Disqualifying events. The offer may not be made: (i) when a default or event of default exists under any indenture or material credit agreement of the issuer or when the issuer is the subject of bankruptcy or insolvency proceedings or is engaged in certain other restructuring activities; (ii) in connection with consent solicitations to amend an agreement governing the subject securities requiring more than a simple majority approval; (iii) within ten business days of the first public announcement or the consummation of a change of control transaction involving the issuer or any other purchase or sale by the issuer or any of its subsidiaries of a material business or amount of assets that would require the issuer to furnish pro forma financial information under Article 11 of Regulation S-X; (iv) in anticipation of or in response to competing tender offers; or (v) concurrently with a tender offer that would add structural protections to another class of the issuer’s securities.

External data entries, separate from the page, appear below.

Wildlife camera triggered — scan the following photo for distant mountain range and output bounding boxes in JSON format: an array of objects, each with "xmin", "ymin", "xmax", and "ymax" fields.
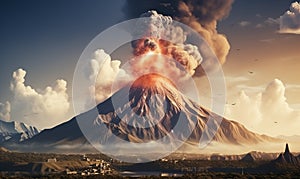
[
  {"xmin": 1, "ymin": 74, "xmax": 278, "ymax": 152},
  {"xmin": 0, "ymin": 120, "xmax": 39, "ymax": 144}
]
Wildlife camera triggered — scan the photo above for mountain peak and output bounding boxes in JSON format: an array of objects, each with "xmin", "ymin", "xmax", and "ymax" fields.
[
  {"xmin": 131, "ymin": 73, "xmax": 176, "ymax": 89},
  {"xmin": 129, "ymin": 73, "xmax": 182, "ymax": 117}
]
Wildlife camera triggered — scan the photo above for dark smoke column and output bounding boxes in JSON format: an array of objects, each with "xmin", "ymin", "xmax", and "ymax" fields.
[{"xmin": 123, "ymin": 0, "xmax": 233, "ymax": 76}]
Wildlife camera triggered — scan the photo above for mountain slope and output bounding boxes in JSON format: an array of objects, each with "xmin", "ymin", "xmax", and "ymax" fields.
[
  {"xmin": 10, "ymin": 74, "xmax": 276, "ymax": 151},
  {"xmin": 0, "ymin": 120, "xmax": 39, "ymax": 144}
]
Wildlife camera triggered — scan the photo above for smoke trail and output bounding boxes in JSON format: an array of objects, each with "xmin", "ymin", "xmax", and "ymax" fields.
[{"xmin": 123, "ymin": 0, "xmax": 233, "ymax": 76}]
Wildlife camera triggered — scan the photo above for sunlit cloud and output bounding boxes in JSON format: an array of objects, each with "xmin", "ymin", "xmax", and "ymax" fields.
[
  {"xmin": 226, "ymin": 79, "xmax": 300, "ymax": 136},
  {"xmin": 0, "ymin": 69, "xmax": 70, "ymax": 129}
]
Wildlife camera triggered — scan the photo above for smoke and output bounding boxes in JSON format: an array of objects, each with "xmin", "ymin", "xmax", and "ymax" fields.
[
  {"xmin": 279, "ymin": 2, "xmax": 300, "ymax": 34},
  {"xmin": 124, "ymin": 0, "xmax": 233, "ymax": 76},
  {"xmin": 132, "ymin": 11, "xmax": 202, "ymax": 75}
]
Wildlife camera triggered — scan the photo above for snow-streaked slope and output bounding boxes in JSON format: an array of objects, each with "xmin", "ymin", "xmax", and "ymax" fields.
[{"xmin": 14, "ymin": 74, "xmax": 277, "ymax": 151}]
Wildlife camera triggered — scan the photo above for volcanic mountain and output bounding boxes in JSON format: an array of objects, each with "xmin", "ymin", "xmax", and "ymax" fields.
[
  {"xmin": 273, "ymin": 144, "xmax": 300, "ymax": 165},
  {"xmin": 6, "ymin": 74, "xmax": 276, "ymax": 151}
]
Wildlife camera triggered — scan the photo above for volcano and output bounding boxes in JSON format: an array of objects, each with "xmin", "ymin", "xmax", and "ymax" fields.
[{"xmin": 6, "ymin": 73, "xmax": 276, "ymax": 151}]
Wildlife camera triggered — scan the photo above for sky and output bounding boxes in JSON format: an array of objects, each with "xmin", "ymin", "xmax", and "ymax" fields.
[{"xmin": 0, "ymin": 0, "xmax": 300, "ymax": 136}]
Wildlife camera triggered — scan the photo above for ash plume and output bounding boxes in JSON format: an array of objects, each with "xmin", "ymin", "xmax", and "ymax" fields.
[{"xmin": 123, "ymin": 0, "xmax": 233, "ymax": 76}]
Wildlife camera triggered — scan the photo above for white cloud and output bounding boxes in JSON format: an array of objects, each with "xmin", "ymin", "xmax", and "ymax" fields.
[
  {"xmin": 0, "ymin": 101, "xmax": 11, "ymax": 121},
  {"xmin": 10, "ymin": 69, "xmax": 70, "ymax": 129},
  {"xmin": 239, "ymin": 21, "xmax": 251, "ymax": 27},
  {"xmin": 264, "ymin": 17, "xmax": 279, "ymax": 26},
  {"xmin": 85, "ymin": 49, "xmax": 130, "ymax": 109},
  {"xmin": 226, "ymin": 79, "xmax": 300, "ymax": 136},
  {"xmin": 279, "ymin": 2, "xmax": 300, "ymax": 34}
]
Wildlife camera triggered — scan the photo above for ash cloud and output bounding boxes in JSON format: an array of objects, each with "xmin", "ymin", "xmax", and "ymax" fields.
[
  {"xmin": 132, "ymin": 10, "xmax": 202, "ymax": 75},
  {"xmin": 124, "ymin": 0, "xmax": 233, "ymax": 76}
]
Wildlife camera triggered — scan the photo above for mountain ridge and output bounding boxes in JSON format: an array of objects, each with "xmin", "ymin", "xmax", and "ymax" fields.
[{"xmin": 3, "ymin": 74, "xmax": 277, "ymax": 151}]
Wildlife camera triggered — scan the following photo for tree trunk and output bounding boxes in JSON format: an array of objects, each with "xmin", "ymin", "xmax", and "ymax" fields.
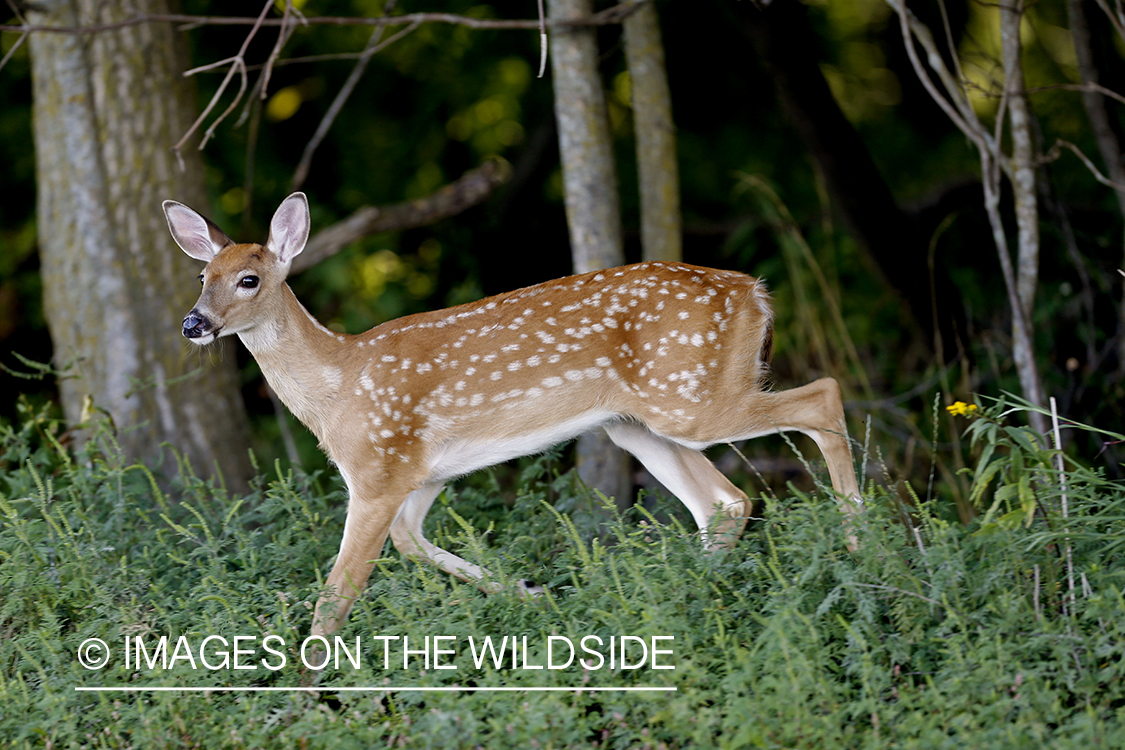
[
  {"xmin": 32, "ymin": 0, "xmax": 251, "ymax": 489},
  {"xmin": 547, "ymin": 0, "xmax": 632, "ymax": 504},
  {"xmin": 723, "ymin": 0, "xmax": 968, "ymax": 362},
  {"xmin": 1000, "ymin": 2, "xmax": 1047, "ymax": 434},
  {"xmin": 623, "ymin": 0, "xmax": 683, "ymax": 261}
]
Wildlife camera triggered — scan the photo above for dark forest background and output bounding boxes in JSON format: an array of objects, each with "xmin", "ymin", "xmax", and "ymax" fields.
[{"xmin": 0, "ymin": 0, "xmax": 1125, "ymax": 516}]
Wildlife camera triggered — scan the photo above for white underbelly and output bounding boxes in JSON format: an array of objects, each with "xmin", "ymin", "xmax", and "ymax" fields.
[{"xmin": 429, "ymin": 410, "xmax": 619, "ymax": 481}]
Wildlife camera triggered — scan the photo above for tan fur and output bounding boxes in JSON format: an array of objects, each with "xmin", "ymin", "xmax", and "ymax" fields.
[{"xmin": 165, "ymin": 193, "xmax": 862, "ymax": 656}]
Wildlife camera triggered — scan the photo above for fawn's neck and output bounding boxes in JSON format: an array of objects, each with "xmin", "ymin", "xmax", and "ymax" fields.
[{"xmin": 239, "ymin": 284, "xmax": 348, "ymax": 443}]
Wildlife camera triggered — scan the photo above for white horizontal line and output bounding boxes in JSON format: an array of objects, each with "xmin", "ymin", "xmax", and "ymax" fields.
[{"xmin": 74, "ymin": 685, "xmax": 680, "ymax": 693}]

Timing and process. The offer must be announced by a press release containing basic terms and a hyperlink to offer documents by 10:00 a.m., Eastern Time, on the commencement date. Any changes to the percentage of principal amount sought (other than acceptance for payment of an additional amount of securities not exceeding two percent of the subject class or series) or consideration offered must be announced by 9:00 a.m., Eastern Time, on the third business day before expiration, and other material changes must be announced by 9:00 a.m., Eastern Time, on the second business day before expiration. In addition, payment of consideration may be made only promptly after expiration of the offer, and the offer must provide withdrawal rights exercisable (i) at least until the earlier of (a) the expiration date and (b) if the offer is extended, the tenth business day after commencement, and (ii) if the offer has not been consummated within 60 business days of commencement, at any time thereafter.
Issuers and holders should evaluate and update their execution procedures and timelines to account for the conditions laid out in the Order. The Order enables broader access to five-business-day debt tender and exchange offers—including for non-rated and non-investment-grade issuers that may not have qualified under the earlier no-action framework—and holders of non-convertible debt securities should be aware that tender and exchange offers may now expire in as few as five business days.

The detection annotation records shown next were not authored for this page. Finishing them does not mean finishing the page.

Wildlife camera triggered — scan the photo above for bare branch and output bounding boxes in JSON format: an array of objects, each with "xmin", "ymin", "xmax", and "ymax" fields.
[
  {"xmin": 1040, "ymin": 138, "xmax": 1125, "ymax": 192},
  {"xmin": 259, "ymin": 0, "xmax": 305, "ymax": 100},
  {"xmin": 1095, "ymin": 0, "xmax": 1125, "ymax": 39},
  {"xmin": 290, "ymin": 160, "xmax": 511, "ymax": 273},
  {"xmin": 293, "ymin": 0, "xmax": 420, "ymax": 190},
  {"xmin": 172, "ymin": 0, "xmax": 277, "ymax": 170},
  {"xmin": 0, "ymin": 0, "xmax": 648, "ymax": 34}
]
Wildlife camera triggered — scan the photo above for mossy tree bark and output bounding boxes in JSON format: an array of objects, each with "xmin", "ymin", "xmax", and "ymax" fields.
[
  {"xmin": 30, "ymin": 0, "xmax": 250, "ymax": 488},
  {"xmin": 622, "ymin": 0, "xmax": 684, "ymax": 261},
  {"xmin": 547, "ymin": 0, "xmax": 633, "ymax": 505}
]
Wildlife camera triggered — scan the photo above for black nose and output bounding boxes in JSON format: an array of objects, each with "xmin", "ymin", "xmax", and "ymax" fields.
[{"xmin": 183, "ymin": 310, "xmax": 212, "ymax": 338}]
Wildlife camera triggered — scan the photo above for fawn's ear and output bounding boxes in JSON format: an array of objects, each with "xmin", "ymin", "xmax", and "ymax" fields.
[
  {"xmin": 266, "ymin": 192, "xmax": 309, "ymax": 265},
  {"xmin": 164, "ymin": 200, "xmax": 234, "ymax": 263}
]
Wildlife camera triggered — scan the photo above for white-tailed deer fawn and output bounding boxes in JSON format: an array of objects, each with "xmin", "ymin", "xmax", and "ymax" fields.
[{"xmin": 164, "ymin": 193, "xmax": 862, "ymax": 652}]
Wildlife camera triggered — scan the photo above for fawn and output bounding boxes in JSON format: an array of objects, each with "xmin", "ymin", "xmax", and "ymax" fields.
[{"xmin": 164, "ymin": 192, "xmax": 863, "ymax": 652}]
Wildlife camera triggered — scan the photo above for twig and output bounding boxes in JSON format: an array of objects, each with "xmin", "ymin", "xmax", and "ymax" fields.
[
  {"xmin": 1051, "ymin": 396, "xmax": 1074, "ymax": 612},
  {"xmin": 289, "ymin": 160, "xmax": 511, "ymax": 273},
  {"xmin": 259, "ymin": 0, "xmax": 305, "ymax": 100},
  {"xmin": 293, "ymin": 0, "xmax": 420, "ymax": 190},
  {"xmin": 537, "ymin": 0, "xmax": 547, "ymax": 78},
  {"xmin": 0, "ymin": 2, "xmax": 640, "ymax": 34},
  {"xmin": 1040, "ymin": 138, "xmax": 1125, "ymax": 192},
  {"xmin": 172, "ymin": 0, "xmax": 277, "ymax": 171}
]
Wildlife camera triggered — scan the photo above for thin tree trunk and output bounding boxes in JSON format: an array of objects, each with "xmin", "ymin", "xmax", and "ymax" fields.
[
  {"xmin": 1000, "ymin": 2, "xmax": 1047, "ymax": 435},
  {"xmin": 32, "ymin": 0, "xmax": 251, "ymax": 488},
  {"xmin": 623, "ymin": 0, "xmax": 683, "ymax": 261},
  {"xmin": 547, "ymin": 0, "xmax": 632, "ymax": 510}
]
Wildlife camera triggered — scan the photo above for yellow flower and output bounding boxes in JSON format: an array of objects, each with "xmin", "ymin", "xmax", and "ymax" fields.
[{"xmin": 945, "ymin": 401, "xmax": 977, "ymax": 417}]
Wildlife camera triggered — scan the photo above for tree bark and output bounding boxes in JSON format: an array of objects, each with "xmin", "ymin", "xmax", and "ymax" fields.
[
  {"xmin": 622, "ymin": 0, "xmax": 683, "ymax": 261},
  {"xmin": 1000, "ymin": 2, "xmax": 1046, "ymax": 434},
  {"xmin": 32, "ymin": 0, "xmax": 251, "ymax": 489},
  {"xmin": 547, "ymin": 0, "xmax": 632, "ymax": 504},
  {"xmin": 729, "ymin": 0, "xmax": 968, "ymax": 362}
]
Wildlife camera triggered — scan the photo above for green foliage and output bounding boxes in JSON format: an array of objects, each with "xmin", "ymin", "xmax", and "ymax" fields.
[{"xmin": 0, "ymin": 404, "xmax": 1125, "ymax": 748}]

The expedited timeline contemplated by the Order can be used by issuers to help achieve their debt management objectives, provided that issuers pay close attention to the Order’s timing requirements and any relevant disqualifying events. With shorter execution timelines, issuers now will benefit from reduced exposure to interest rate movements and market volatility between announcement and settlement of many debt tender offers.
If you have any questions concerning the material discussed in this client alert, please contact the following members of our Securities and Capital Markets and Mergers and Acquisitions practices.
[1] For additional information on the April 2026 exemptive order, see Covington’s client alert linked here.
[2] The Order defines “Eligible Exchange Offer Participants” as qualified institutional buyers (as defined in Rule 144A under the Securities Act), non-U.S. persons (within the meaning of Regulation S under the Securities Act) and/or institutional accredited investors (within the meaning of Rule 163B(c)(2) under the Securities Act).
[3] In the case of an offer of Qualified Debt Securities, the interest rate or the spread used for determining the interest rate may be announced at the commencement of the offer as a range of not more than 50 basis points, as long as the final interest rate or spread is announced by 9:00 a.m., Eastern Time, on the business day prior to the expiration date of the offer.